By Richard C. Harwood

Struggle and doubt are two hallmarks of religious faith, no matter your background. My own experience with faith has proven no exception. I have been tested time and again through seasons of personal and societal struggle – from the time I found God in my struggle with a diagnosis of cystic fibrosis as a child, to working through multiple suicides and deaths of loved ones as a young man, to founding The Harwood Institute at 27 and then living out a journey of seeking a more just society. Struggle and doubt have been my constant companions.

While moments of doubt naturally test our faith in God, I believe there’s another kind of doubt that many people of faith wrestle with today that often gets ignored. I find this other doubt best expressed as a question. What if we have faith in God but not in people?

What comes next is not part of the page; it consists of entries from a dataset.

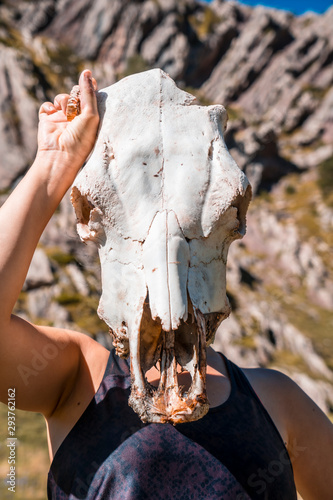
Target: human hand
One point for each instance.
(70, 142)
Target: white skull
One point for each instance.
(163, 199)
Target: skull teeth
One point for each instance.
(169, 402)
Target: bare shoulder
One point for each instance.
(45, 364)
(305, 429)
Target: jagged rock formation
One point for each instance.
(274, 73)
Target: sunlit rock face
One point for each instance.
(162, 198)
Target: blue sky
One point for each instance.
(296, 6)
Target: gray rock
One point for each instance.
(40, 272)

When that’s the case, do you turn away from the world – and exclusively back toward God? Do you assume things will work out according to a divine plan? Do you equip yourself with Scripture and try to convince others of your rightness – even your righteousness – at all costs?

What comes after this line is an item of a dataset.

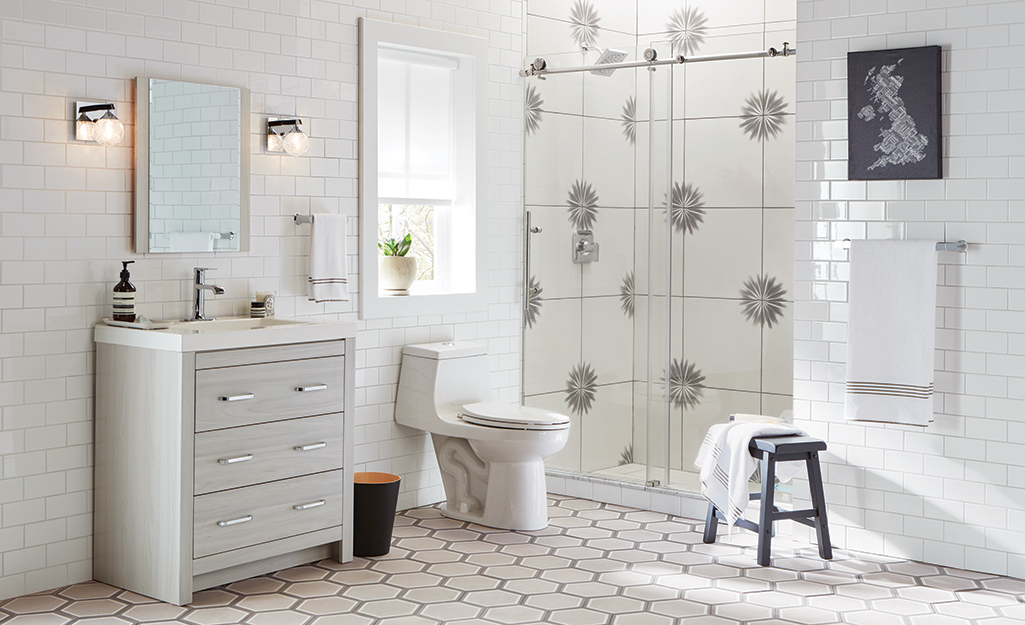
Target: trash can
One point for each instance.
(374, 501)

I find myself on the road regularly for work. Just this year I’ve been to Michigan, Ohio, Florida, North Carolina, Connecticut, Pennsylvania, and elsewhere. It’s clear, wherever I go, that we have largely lost our faith in one another. There are good reasons for this. A constellation of fractures and divisions wrack society today. Anxiety and isolation and fear of one another grip us. Yet under these conditions, I find people of faith often reacting in one of two ways.

Either they retreat, withdrawing into a hermetically-sealed existence rooted in their religious faith, where the rest of the world is allowed to fade into the background. Or they come out fighting, doubling down on proselytizing, looking to convert people to a specific doctrine regardless of the bridges they may burn. While either approach may work in protecting an individual’s faith in God, it fails to restore our faith in each other. Nor do these reactions contribute to moving our communities forward.

Like with any faith struggle, I believe the answer is to lean into the discomfort of a third way. To wrestle and work at it. To know our doubts in our fellow human beings but not to let them overtake us.

At this crossroads, how might people of faith choose to operate in order to create a better world together?

I think it’s instructive to turn to the story of Moses at the burning bush in Exodus 3. When this story begins, Moses has fled Egypt. His faith in God, himself, and his fellow Israelites has been tested. Indeed, in many ways it has been found wanting.